Two more major retailers pull orange roughy off shelves


Greenpeace says the Government must stop fishing orange roughy, after two more major international retailers confirmed they’ve dropped the fish from sale due to sustainability concerns.
Orange roughy is caught by destructive bottom trawling, and three of the eight stocks in New Zealand waters where the species is caught have been fished to collapse and closed after numbers reached critical levels.

“The rest of the world is saying “no thanks” to our unsustainable seafood, but our Government insists on continuing to exploit it,” said Karli Thomas, Greenpeace New Zealand oceans campaigner.

Last week Trader Joes, a USA chain with over 300 supermarkets, confirmed it had discontinued sales of orange roughy "based on customer feedback and in support of work to source sustainable seafood."(1)

Last month Canada’s largest retail chain, Loblaw, confirmed it had stopped stocking orange roughy and Patagonian toothfish for similar reasons.(2) Since the start of 2009 four Canadian supermarket chains have stopped selling orange roughy and one has removed hoki from sale. Hoki is also caught by destructive bottom trawling.

Last year Waitrose, the UK supermarket chain used by the royal family, announced it no longer stocked New Zealand caught hoki as it failed to meet the store’s sustainability policy prompting headlines reading “No hoki for Queen”.(3)

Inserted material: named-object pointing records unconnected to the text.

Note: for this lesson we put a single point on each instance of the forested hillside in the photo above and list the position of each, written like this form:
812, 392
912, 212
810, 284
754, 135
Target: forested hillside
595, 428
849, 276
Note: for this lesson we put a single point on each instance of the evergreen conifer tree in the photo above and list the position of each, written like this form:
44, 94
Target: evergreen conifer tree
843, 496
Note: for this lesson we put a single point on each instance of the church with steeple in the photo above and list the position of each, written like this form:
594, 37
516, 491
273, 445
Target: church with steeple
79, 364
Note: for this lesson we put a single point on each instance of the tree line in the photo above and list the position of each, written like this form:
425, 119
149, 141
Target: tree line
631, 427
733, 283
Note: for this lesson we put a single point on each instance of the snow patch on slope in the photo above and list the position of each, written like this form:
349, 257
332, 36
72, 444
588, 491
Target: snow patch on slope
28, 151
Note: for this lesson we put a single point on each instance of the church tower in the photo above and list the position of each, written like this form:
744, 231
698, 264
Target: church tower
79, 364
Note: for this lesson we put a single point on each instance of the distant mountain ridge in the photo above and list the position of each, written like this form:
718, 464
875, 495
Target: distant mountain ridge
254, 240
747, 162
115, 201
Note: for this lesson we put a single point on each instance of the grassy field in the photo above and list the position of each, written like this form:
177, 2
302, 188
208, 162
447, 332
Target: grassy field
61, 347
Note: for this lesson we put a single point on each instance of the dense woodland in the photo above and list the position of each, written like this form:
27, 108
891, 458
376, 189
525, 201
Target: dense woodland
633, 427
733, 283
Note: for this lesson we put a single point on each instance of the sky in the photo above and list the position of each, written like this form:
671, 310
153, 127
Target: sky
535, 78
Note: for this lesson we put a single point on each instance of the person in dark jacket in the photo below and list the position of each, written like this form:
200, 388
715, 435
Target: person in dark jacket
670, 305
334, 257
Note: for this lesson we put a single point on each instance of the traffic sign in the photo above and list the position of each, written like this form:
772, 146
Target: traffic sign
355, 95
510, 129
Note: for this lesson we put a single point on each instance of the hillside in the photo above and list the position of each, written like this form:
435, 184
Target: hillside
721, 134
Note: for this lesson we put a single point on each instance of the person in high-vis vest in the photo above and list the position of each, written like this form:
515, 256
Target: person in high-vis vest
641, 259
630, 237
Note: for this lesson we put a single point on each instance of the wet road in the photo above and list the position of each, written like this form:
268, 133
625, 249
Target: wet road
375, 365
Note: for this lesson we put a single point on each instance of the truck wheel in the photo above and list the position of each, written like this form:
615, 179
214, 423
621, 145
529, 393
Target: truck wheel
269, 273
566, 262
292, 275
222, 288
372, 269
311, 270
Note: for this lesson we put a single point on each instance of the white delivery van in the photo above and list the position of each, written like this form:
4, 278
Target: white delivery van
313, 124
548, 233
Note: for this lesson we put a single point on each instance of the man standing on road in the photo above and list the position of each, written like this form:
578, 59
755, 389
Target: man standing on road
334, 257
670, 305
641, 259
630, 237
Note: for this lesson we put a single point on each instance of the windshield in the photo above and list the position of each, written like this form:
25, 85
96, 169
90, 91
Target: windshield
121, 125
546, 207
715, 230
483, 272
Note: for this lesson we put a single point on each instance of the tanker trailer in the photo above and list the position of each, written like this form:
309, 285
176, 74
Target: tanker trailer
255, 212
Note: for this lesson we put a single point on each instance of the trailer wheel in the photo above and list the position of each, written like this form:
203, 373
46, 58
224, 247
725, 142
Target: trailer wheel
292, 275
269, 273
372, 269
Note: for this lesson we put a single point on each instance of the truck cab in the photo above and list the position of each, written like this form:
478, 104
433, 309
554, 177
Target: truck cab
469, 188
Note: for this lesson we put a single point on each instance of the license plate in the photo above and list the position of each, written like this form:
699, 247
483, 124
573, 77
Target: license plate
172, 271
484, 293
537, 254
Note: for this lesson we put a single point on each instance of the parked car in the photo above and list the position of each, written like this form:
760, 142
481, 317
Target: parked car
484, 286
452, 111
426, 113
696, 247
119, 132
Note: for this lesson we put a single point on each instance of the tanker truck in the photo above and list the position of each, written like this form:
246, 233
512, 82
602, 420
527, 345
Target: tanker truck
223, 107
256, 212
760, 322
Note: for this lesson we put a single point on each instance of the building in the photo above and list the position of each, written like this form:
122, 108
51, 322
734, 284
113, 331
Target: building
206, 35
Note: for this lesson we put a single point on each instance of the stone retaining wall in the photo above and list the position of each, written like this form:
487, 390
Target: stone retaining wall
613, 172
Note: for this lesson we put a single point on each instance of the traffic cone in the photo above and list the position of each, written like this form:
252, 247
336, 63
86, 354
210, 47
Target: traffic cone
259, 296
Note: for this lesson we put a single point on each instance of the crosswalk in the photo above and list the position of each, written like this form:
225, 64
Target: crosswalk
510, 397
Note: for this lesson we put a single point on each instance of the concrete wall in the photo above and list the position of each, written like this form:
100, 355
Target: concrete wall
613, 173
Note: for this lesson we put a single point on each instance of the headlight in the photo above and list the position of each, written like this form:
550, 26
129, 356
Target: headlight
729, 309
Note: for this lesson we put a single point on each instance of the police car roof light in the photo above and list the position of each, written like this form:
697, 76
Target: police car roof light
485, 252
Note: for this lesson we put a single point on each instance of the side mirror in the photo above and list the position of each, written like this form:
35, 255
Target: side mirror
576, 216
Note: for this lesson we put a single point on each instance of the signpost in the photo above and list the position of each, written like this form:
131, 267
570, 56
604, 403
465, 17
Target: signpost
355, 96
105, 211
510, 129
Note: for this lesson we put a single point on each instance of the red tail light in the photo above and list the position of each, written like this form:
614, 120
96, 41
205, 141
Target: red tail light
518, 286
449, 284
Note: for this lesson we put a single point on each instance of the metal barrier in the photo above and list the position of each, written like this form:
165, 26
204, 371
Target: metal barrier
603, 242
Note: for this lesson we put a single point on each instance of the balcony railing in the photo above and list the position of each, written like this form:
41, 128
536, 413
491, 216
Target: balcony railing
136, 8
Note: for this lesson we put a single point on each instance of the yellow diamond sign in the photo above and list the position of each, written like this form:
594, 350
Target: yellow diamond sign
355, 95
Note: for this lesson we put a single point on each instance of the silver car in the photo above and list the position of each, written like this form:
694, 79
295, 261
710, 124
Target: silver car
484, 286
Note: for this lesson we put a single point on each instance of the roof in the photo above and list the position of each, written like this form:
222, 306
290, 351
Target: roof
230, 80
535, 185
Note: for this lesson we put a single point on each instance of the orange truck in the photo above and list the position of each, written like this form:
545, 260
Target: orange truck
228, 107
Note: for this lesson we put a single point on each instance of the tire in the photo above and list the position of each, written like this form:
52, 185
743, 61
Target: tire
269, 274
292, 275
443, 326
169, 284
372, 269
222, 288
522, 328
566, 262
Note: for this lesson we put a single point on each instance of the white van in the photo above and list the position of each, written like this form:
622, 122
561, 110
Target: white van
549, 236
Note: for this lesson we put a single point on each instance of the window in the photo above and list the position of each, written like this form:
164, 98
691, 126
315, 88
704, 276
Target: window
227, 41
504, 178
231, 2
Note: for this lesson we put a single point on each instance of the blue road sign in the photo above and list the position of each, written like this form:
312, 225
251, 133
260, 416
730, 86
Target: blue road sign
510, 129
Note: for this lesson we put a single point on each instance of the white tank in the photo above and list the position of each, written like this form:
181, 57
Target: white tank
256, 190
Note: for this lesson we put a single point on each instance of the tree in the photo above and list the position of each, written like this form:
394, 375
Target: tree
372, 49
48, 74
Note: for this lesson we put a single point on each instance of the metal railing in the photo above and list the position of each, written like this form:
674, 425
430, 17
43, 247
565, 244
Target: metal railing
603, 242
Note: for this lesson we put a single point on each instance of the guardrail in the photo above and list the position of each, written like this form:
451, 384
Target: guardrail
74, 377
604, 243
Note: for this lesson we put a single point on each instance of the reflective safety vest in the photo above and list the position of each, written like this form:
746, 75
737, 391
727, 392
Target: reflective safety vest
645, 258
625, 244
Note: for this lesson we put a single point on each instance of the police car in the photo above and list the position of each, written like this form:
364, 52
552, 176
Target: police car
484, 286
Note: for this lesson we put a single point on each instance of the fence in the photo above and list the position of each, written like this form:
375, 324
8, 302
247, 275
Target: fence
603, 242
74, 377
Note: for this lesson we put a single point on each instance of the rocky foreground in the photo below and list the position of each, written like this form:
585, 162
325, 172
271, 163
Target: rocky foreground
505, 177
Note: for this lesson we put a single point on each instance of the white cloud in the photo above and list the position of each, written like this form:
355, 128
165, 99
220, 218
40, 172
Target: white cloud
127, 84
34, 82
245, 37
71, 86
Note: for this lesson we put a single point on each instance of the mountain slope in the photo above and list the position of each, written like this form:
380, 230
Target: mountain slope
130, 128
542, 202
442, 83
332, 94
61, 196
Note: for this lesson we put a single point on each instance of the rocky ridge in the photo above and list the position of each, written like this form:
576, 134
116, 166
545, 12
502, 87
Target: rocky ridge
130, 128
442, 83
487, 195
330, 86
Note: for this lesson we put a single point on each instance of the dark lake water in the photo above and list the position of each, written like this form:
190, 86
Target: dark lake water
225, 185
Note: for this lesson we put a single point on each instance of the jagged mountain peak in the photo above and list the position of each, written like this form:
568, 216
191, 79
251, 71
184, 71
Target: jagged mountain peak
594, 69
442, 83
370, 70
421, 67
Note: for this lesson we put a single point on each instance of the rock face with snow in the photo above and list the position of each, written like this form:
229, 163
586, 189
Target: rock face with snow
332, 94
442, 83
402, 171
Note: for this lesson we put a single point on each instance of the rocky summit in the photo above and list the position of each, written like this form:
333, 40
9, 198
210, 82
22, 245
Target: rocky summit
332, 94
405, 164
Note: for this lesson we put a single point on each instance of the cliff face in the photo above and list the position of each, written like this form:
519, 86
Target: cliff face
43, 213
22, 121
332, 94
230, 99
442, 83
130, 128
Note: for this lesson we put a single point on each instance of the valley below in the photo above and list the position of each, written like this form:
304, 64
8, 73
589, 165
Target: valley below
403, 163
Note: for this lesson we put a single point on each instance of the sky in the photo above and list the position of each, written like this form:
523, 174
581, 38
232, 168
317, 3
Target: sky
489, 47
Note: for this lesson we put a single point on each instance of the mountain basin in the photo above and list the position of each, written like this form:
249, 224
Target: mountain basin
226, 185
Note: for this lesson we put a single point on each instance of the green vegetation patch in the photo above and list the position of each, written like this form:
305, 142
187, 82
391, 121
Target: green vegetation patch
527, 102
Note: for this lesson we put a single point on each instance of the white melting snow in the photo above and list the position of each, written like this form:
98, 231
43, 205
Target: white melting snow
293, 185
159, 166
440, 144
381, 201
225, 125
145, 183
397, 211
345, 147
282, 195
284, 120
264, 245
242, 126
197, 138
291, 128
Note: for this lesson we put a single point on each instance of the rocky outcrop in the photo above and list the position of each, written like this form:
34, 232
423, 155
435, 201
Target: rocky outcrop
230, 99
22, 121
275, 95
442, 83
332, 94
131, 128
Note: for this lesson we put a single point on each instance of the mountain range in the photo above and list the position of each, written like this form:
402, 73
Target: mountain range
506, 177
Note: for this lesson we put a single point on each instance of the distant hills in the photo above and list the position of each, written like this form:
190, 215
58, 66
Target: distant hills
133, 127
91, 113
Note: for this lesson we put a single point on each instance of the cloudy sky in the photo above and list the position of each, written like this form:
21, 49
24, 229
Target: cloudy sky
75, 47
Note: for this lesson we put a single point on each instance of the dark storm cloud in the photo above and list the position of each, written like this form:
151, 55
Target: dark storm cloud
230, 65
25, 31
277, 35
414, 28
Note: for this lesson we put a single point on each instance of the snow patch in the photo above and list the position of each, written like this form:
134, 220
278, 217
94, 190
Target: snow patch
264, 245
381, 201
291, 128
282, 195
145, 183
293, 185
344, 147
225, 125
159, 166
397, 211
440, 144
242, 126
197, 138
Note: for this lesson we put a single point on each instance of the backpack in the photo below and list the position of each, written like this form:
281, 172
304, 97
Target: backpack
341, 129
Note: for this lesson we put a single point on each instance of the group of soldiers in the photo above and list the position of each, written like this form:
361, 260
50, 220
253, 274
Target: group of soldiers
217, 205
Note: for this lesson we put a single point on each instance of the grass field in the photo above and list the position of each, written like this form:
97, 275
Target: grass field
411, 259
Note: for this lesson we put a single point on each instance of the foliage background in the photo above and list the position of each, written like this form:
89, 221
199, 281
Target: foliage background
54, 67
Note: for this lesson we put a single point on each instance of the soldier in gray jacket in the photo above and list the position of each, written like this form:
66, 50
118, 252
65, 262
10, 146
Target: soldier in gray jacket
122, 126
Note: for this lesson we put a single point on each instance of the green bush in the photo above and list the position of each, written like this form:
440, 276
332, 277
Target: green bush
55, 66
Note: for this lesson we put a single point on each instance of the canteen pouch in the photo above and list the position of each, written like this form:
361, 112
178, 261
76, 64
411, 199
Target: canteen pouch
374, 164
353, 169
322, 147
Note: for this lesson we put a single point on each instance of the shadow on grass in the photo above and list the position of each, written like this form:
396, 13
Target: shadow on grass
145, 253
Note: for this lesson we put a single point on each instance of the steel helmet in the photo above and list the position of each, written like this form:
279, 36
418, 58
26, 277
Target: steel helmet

“While we continue to fish using destructive fishing methods and pretend the quota system takes care of everything, our industry and officials will increasingly find themselves in damage control mode internationally,” said Thomas.

Neither of New Zealand supermarket chains, Progressive Enterprises and Foodstuffs, has introduced sustainable seafood policies. Both sell orange roughy.(4)

“New Zealanders are being short-changed by our government and our supermarkets when it comes to seafood. Sustainable seafood policies make environmental sense, and they make economic sense, in both the short and the long term,” said Thomas.